To prevail on a municipal liability claim under § 1983, a claimant must establish: a policy maker, an official policy, and a violation of a constitutional right whose moving force is the policy or custom. Piotrowski v. City of Houston, 237 F.3d 567, 578 (5th Cir.2001). A fundamental requirement for any § 1983 claim is the existence of a constitutional violation. Daniels v. Williams, 474 U.S. 327, 330, 106 S.Ct. 662, 88 L.Ed.2d 662 (1986). “[P]retrial detainees have a constitutional right, under the Due Process Clause of the Fourteenth Amendment, not to have their serious medical needs met with deliberate indifference on the part of the confining officials.” Thompson v. Upshur County, 245 F.3d 447, 457 (5th Cir.2001). To show that the right to medical care has been violated, a plaintiff must establish that “the official had subjective knowledge of a substantial risk of serious harm to a pretrial detainee but responded with deliberate indifference.” Hare v. City of Corinth, 74 F.3d 633, 650 (5th Cir.1996). Negligence is insufficient to meet the standard for deliberate indifference. Id. Because we find that Hines has not succeeded in establishing deliberate indifference by the county jail officials, we conclude that there was no constitutional violation under the facts of this case.

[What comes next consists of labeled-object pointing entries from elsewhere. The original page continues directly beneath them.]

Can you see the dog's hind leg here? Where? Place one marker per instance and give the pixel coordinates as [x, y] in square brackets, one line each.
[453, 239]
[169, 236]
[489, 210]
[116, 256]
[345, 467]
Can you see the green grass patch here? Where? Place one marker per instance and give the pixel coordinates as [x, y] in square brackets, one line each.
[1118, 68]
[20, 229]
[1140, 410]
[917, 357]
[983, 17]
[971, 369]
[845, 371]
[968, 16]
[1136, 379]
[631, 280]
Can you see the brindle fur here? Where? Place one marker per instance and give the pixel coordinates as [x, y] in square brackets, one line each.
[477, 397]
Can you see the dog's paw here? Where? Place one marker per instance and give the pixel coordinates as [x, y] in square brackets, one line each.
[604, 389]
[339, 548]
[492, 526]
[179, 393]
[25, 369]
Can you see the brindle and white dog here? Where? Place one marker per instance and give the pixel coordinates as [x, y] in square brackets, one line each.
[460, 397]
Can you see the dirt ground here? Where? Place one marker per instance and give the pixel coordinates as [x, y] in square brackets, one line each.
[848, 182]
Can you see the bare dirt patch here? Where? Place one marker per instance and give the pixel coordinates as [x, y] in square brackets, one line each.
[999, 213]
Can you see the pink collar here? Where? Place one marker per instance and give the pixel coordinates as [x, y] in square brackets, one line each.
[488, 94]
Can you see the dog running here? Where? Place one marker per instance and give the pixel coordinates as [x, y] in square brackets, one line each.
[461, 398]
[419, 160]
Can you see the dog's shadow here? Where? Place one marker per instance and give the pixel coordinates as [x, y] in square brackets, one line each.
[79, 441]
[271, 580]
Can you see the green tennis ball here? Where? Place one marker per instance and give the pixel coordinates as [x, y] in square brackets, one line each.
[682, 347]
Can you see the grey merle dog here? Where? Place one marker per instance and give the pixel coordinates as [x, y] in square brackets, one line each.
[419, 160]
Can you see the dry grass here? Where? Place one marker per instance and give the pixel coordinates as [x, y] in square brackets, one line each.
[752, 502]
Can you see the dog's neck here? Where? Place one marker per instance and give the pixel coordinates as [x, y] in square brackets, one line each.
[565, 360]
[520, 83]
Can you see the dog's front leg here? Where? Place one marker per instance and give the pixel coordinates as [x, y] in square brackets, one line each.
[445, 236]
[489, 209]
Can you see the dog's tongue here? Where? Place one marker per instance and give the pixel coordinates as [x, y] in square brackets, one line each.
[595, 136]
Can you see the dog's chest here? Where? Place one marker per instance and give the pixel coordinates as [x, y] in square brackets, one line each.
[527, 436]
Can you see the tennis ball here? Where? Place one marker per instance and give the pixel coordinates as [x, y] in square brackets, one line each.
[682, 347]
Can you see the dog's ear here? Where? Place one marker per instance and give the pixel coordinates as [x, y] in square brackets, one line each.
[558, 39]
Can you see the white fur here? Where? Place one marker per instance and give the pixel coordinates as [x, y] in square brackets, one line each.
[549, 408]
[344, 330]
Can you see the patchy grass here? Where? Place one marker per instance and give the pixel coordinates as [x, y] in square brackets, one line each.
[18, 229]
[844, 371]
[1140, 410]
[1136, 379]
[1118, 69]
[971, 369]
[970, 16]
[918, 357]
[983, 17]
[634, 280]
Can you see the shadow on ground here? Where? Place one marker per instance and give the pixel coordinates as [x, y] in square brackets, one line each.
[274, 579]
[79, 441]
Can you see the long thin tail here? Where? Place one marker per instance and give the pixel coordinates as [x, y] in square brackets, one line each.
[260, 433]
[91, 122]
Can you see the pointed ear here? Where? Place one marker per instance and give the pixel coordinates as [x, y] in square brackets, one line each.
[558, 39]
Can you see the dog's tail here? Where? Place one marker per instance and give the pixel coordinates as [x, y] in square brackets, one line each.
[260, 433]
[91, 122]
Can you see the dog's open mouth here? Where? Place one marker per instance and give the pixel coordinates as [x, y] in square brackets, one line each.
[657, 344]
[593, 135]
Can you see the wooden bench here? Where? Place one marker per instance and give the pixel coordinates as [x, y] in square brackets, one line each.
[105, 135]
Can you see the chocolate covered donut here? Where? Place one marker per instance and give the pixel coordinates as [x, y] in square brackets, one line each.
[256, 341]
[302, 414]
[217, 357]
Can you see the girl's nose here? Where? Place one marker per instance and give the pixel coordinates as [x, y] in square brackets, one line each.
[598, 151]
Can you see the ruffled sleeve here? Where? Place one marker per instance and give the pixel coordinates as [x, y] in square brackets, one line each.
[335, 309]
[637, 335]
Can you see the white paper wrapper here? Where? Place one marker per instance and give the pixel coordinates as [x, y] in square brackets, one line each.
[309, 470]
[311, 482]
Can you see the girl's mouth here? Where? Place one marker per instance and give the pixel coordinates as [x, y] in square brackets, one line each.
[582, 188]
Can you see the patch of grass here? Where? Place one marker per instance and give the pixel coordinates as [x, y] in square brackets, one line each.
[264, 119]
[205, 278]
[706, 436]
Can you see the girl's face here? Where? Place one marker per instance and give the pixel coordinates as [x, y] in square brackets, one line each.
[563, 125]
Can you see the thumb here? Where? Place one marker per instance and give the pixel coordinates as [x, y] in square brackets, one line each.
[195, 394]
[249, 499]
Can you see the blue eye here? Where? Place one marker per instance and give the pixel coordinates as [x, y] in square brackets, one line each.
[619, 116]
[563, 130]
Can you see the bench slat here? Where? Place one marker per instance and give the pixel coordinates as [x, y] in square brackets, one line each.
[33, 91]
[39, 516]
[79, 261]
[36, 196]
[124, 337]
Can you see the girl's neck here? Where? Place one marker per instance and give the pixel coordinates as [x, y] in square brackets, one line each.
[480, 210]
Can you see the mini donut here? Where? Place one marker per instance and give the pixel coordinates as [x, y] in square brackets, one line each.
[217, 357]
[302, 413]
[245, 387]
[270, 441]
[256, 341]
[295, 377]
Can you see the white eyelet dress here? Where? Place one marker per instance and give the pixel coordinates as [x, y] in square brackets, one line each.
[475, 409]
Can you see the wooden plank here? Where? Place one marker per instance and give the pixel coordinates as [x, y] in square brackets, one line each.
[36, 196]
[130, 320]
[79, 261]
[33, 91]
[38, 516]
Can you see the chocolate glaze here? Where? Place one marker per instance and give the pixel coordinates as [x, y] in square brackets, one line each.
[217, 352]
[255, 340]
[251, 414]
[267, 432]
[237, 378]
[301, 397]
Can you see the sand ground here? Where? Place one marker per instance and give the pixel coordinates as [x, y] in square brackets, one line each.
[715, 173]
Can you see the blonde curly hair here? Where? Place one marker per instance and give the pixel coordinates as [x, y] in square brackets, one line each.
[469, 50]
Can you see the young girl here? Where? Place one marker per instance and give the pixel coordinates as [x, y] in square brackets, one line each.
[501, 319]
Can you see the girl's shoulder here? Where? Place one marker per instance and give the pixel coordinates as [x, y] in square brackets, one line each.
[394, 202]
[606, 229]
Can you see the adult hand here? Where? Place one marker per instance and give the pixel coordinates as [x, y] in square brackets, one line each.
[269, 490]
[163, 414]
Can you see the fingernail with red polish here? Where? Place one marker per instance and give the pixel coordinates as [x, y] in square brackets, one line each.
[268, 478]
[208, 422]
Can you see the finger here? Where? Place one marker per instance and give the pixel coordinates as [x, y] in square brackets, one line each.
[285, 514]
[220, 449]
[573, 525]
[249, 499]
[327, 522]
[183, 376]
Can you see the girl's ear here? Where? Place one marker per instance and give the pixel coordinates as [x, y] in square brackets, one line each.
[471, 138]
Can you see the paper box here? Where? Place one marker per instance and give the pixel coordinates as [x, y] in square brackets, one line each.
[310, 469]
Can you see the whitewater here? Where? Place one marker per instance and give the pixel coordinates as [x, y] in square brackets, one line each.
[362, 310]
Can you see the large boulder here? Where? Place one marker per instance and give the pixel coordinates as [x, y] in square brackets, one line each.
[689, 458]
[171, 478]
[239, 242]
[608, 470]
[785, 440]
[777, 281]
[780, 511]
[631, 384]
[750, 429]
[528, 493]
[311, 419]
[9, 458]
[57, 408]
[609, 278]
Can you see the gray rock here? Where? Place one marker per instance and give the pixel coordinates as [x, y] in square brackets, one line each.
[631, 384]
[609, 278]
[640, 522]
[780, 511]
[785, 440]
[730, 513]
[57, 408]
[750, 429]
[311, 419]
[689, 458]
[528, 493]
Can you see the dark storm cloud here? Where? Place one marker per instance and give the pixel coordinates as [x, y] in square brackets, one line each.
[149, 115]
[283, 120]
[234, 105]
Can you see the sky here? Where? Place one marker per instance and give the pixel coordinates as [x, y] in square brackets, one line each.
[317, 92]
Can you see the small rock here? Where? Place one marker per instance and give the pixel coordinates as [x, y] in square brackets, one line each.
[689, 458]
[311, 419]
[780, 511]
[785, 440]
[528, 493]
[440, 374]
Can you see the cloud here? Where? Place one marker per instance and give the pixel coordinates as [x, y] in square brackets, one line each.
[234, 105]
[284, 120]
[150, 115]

Hines does not dispute that on the evening of his arrest he exhibited symptoms consistent with Trooper Min-shew’s and the county jailors’ conclusions that he was intoxicated, including slurred speech, glassy eyes, and the inability to provide complete answers to questions. Hines notes, however, that the booking jailor indicated on the Medical Disability and Suicide Form that he was considered a medical risk and that the arresting officer believed him to be a medical risk. However, even in light of this evidence, we cannot conclude that the officials’ actions rose to the level of deliberate indifference. See Domino v. Texas Dept. of Criminal Justice, 239 F.3d 752, 756 (5th Cir.2001)(holding that deliberate indifference is shown where a plaintiff can establish that the officials “refused to treat him, ignored his complaints, intentionally treated him incorrectly, or engaged in any similar conduct that would clearly evince a wanton disregard for any serious medical needs”) (quoting Johnson v. Treen, 759 F.2d 1236, 1238 (5th Cir. 1985)). Here, there is no showing that officials knew that Hines was in need of serious medical care and nevertheless denied him medical treatment or ignored his complaints. Indeed, Hines has offered no evidence to show that he complained of his condition or requested medical assistance, nor has he offered evidence showing that his medical condition was apparent and clearly necessitated medical care.